In the ancient world of the Bible, as also in our own day, high places, mountain tops and mountain slopes were the popular sites of temples and shrines of deities. Accordingly, when God settled the children of Israel in the land of promise, he chose the top of a hill in Jerusalem, Mount Zion, for his habitation. On Mount Zion the temple of the Lord, his house, was built (Dt. 12:5).
When, therefore, in the first Reading of our celebration today, Isaiah tells us of his vision in which the mountain of the house of the Lord is exalted above all other mountains and raised above the hills, Isaiah affirms the unparalleled and incomparable distinctiveness of the mountain of God’s house. It transcends all other mountains and, by implication, whatever deities and houses of deities that may be on them. The mountain of the house of the Lord transcends and surpasses all the others, because the Lord, the God of Israel, who is enthroned in the temple on Mount Zion, transcends and is unlike any other god. Accordingly, his teaching is unlike any other; and it draws the peoples/nations to it. This is the teaching of the Word of the Lord, which, for the people of God, is also light to walk by. Instructed by the teaching of God’s Word and walking by its light, people desist from hostilities, and their instruments of war are transformed into instruments for human flourishing.

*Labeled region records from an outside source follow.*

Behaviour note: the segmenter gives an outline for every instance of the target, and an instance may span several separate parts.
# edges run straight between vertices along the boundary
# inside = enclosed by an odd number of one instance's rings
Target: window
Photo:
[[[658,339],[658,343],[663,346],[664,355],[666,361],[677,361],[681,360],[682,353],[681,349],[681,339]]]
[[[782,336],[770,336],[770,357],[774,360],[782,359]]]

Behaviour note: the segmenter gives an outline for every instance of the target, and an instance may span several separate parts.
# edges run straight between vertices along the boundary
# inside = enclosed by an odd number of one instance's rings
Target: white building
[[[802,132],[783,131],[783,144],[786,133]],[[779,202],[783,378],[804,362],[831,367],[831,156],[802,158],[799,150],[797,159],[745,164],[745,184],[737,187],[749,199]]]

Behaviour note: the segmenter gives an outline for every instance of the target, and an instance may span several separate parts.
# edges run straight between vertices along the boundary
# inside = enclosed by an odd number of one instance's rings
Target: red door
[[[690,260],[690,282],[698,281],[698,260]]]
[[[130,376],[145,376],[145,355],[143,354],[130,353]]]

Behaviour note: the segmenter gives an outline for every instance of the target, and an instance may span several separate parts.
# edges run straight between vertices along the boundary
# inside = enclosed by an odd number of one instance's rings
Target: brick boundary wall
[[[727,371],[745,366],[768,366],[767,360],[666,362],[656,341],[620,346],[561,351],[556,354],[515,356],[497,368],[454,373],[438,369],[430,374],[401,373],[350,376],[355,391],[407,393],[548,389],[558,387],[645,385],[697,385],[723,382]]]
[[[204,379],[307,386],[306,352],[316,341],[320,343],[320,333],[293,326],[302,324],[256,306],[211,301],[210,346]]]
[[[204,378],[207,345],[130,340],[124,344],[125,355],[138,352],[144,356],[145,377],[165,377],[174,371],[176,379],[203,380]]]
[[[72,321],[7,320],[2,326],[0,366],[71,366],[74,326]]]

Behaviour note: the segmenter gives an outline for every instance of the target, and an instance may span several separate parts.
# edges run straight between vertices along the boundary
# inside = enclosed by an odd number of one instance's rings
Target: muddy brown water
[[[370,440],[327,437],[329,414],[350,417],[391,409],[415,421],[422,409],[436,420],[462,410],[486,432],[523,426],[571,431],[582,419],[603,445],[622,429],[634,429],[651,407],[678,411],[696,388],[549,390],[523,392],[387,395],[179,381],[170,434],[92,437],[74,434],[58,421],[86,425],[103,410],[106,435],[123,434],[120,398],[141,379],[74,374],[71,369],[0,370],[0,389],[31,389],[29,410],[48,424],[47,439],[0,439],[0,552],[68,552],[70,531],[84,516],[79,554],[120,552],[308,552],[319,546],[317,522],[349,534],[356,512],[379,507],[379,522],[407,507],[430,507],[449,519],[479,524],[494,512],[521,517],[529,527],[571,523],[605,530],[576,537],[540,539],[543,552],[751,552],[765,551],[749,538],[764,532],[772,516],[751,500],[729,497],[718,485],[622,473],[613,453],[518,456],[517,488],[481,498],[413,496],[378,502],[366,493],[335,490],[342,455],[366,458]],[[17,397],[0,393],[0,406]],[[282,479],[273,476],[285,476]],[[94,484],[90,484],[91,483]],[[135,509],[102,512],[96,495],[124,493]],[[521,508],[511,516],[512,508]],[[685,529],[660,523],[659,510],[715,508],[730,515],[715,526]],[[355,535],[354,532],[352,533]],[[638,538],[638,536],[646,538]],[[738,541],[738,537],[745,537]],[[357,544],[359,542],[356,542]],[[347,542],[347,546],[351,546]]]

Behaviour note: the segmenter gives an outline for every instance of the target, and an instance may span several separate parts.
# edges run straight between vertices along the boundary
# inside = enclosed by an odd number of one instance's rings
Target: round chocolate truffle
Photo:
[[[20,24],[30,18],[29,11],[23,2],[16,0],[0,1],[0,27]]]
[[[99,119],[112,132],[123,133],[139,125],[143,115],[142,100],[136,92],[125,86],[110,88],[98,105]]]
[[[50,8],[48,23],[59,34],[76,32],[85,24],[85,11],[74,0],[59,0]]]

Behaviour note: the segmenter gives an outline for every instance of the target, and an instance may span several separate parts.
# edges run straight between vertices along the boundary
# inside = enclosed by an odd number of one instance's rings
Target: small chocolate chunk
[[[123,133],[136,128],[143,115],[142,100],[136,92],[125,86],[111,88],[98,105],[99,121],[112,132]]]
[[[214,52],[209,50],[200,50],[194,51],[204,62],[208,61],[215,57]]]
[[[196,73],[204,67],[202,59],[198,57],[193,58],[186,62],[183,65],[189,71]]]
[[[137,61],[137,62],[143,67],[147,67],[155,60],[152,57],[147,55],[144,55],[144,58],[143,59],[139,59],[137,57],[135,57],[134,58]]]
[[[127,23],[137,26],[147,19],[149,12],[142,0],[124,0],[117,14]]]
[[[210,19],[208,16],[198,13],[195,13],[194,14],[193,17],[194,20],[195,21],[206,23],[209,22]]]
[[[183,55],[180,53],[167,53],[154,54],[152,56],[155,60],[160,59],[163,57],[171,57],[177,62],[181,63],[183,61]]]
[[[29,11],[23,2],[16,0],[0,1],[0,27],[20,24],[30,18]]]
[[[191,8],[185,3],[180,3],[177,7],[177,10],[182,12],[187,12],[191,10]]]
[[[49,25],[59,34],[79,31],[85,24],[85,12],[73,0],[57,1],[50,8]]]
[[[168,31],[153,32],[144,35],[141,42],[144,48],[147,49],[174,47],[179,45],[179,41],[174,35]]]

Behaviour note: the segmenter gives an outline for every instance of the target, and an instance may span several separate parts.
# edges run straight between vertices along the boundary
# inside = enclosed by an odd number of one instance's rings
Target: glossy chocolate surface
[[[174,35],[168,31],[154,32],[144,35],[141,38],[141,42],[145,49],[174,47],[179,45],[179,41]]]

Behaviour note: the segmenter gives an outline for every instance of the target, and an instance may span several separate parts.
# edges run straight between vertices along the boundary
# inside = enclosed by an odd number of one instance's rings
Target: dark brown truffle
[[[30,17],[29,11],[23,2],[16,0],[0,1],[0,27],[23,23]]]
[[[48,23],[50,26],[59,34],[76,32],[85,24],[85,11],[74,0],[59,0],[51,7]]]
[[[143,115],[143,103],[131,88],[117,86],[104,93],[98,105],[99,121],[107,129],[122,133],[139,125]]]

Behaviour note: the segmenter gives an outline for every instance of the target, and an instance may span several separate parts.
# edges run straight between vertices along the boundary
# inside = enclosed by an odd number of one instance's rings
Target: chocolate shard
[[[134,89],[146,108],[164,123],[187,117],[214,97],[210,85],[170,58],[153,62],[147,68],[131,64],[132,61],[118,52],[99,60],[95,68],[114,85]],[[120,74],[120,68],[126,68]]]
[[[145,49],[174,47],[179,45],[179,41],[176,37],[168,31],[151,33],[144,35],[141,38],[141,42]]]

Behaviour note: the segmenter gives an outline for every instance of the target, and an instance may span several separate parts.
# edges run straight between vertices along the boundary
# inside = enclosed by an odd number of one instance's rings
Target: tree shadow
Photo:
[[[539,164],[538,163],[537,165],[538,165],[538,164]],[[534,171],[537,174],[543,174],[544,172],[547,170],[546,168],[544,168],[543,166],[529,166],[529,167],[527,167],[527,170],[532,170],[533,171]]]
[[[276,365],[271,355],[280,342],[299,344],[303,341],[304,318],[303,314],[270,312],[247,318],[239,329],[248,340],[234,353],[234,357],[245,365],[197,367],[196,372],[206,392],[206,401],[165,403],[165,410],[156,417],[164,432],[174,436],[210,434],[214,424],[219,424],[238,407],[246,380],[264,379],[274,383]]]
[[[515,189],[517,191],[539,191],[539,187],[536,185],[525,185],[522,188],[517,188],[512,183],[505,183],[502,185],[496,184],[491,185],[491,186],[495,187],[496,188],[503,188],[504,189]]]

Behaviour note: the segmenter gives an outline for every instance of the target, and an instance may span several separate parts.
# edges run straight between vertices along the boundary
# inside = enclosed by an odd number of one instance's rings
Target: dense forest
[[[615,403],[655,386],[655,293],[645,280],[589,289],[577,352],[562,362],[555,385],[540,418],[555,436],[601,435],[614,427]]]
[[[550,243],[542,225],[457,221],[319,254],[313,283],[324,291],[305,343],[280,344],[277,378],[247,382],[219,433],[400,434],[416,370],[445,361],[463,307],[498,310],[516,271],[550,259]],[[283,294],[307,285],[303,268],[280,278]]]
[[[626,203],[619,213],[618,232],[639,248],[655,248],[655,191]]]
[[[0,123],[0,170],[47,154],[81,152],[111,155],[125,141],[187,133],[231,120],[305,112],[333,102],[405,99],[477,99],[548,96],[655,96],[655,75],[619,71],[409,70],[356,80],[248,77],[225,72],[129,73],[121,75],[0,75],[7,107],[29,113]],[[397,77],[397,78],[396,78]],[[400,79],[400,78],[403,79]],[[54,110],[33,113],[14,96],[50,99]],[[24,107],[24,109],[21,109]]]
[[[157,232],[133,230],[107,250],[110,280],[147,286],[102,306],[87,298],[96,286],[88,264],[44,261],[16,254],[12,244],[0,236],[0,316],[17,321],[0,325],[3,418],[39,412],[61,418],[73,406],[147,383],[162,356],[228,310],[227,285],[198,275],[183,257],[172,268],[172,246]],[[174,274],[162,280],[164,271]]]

The Gospel Reading recounts the first appearance of risen Jesus to his disciples. These had locked themselves up in the house because of fear of the Jews. But, they were tormented by a greater fear that derived from their abandonment and betrayal of their master. When Risen Jesus appears to them, he dismisses the twofold fears of his disciples with a greeting of “peace”. In his greeting of peace, Risen Jesus does not seek to settle scores with his disciples. Neither does he seek to remind them of their betrayal; rather, Risen Jesus bestows a benign greeting of peace which glosses over the failings of the disciples and reconciles them to their risen Lord. Having received the forgiving and reconciling peace of the Risen Lord, the disciples are sent forth and enabled by the gift of the Holy Spirit to carry out: to preach, a ministry of forgiveness and reconciliation.
Besides, in the appearance of Risen Jesus to his disciples, he shows them his hands and his side to show the disciples that the body of the Risen Jesus is identical with his crucified body. The body that suffered human cruelty and violence is the same as the risen and glorified body. Thus, in the body of Risen Jesus, the effects of violence and death are transformed. With St. Paul, we behold death, pain and suffering lose their sting (1 Cor.15:55-56). Thus, the end of human violence is transformed; and this transformation brings joy to the disciples.
It is noteworthy that the house is the locus and the setting of these manifestations of divine presence on earth and among people. In the one case, it is the house of the temple of God on mount Zion. From here, God’s Word goes forth as light of instruction to bring hostilities among people to an end, and to motivate the conversion of instruments of war into instruments of peace and human advancement. In the other case, it is the house of fearful disciples, full of remorse. There Jesus introduces his crucified and risen presence as a source of a forgiving and a reconciling peace, and as a source of joy. From this experience of peace and joy of forgiveness and reconciliation, the disciples will receive a commission from their Risen Lord to go forth and to preach the same.
Gathered in this Church to celebrate the Eucharist, we also gather in a house – the house of God. With our anxieties, fears, remorse, pain and suffering, like the disciples, but desirous of being instructed by the Lord and walking by the light of his teaching, like pilgrims from the nations, we gather around this altar to celebrate in the sacramental signs of the Eucharist, the presence, on the one hand, of God who in Christ teaches his people and shows them the path to peace (cf. Micah 6:8). On the other hand, we celebrate the presence of the Risen Lord, who always welcomes us with his peace of forgiveness and reconciliation, and breathes on us his Spirit to fashion us, weak earthen vessels, into ministers of reconciliation and peace.